This is the most traditional approach, and it is good so far as it goes. Certainly, it does pay respect to salient—even critical—data. But good numbers can mask weak talent. The acquired company may for all practical purposes have been a one-man show. There may be no backup. That in itself is bad enough, but it becomes even more critical if the front man happens to depart in the aftermath of the acquisition.

There are too many external biasing factors that deserve consideration for the acquirer to simply assume that incumbents truly do deserve full credit for the current set of numbers. A quantitative analysis can be misleading in a variety of ways.

A Product of Good Times

A benevolent economy may deserve most of the credit for the acquired firm’s good financial performance. So the question that deserves thought is whether there is much proof that incumbents can manage a down economy or a post-merger situation successfully.

Short-Term Perspective

Management may be guilty of mortgaging the future to achieve short-term results. Statistics that look good today may have been achieved at tomorrow’s expense.

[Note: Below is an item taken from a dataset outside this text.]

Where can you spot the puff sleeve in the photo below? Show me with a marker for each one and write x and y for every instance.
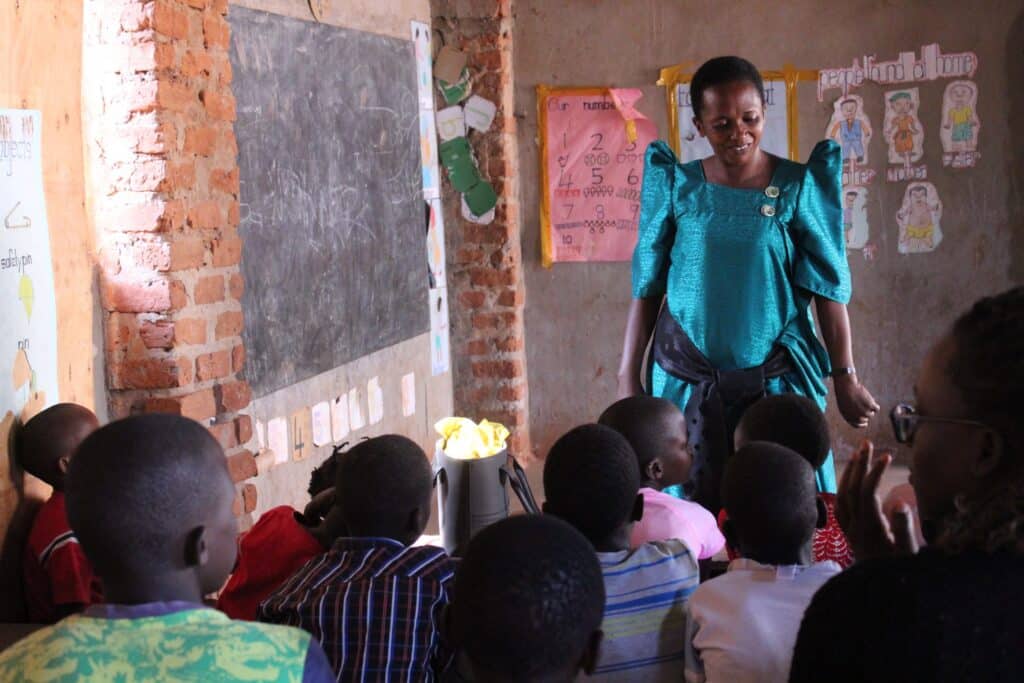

For example, the financial ledger may look good because there has been no money spent on R&D, capital improvements, and so on. The workforce may have been slashed to cut overhead, but this may have been done at the expense of adequate servicing of the company’s products. And, given time, these sorts of executive decisions could conceivably prove devastating to the firm. Numbers that look good on the surface may actually be fragile evidence of executive talent. Management may have built a house of cards that faces a shaky, uncertain future.

The Hand of Fate

Pure luck may have been on the company’s side. Chance timing may deserve most of the credit, as management simply may have stumbled into good fortune. Or a foolish gamble may have worked, although it never should have been taken.

The trend that has buoyed the financial picture may be about to reverse–for example a fast-growth strategy may be on the brink of corporate wreckage, with financial resources overextended and management capacities strained beyond reason.

Undeserved Credit?

It is possible that good numbers result primarily from the backup strength given by managers or technically skilled individuals who have already left the firm or who probably will leave. Likewise, managers or technical people may have been in slots where their own effectiveness has been masked by the strong or weak performance of another person.

In other words, who really owns the statistics? Who is primarily responsible for the acquired firm’s present financial status? Who has taken up the slack for whom?

A Race with Only One Runner

A quantitatively favorable picture may be the result of little or no competition. And that, of course, can conceivably change.

So long as one has the only grocery store in town, the numbers may look pretty good, but they may say very little about managerial competence. It is interesting to observe how many major corporations have appeared to be well managed until they were confronted with stiff competition from Japanese imports in the form of automobiles, steel, and electronics.

Environmental Forces

Changing markets and changing access to raw materials due to political/governmental forces may cause top management to have numbers that look particularly good or bad. For example, price supports, deregulation, import tariffs, weather, or even war are external forces that can bias a company’s financial picture dramatically without making any valid statement about the caliber of the management team.

False Statistics

Numbers often lie. And they are often manipulated to make top management look better than it should.

For example, the way inventories and facilities are valued, the tax angles that are played, and other accounting shenanigans can present a very misleading picture regarding top management’s true track record.

In his book How to Measure Managerial Performance, Richard Sloma states:

Output from the accounting system, while perfectly acceptable to the public audit firm, may be not only useless to a management performance may be inaccurately measured. The “best” array of measures always includes a “blend” of data, from both outside and within the accounting system.

How versus How Much

Qualitative issues or factors may be more important than quantitative measures. For instance, an executive’s ethics, strategic vision, human relations skills, and so on may deserve more consideration than the numbers he or she can boast. Perhaps the executive swung a $50 million deal by making a $50,000 bribe or achieved impressive market share by stealing trade secrets. It might be that the CEO has an adversarial manner that has enabled him or her to aggressively generate some good financial results thus far, but that will eventually precipitate a strike or lawsuit. In short, you can’t separate the ends from the means.

But all too often, the leaders of an acquired firm are appraised on the basis of quantitative data, the profits, or the bottom line, what the company has shown vis-à-vis earnings, stock prices, and growth in revenues. Parent company executives need to scrutinize the qualitative data on its acquired management team, as this information represents part of the “hidden economics” of the deal.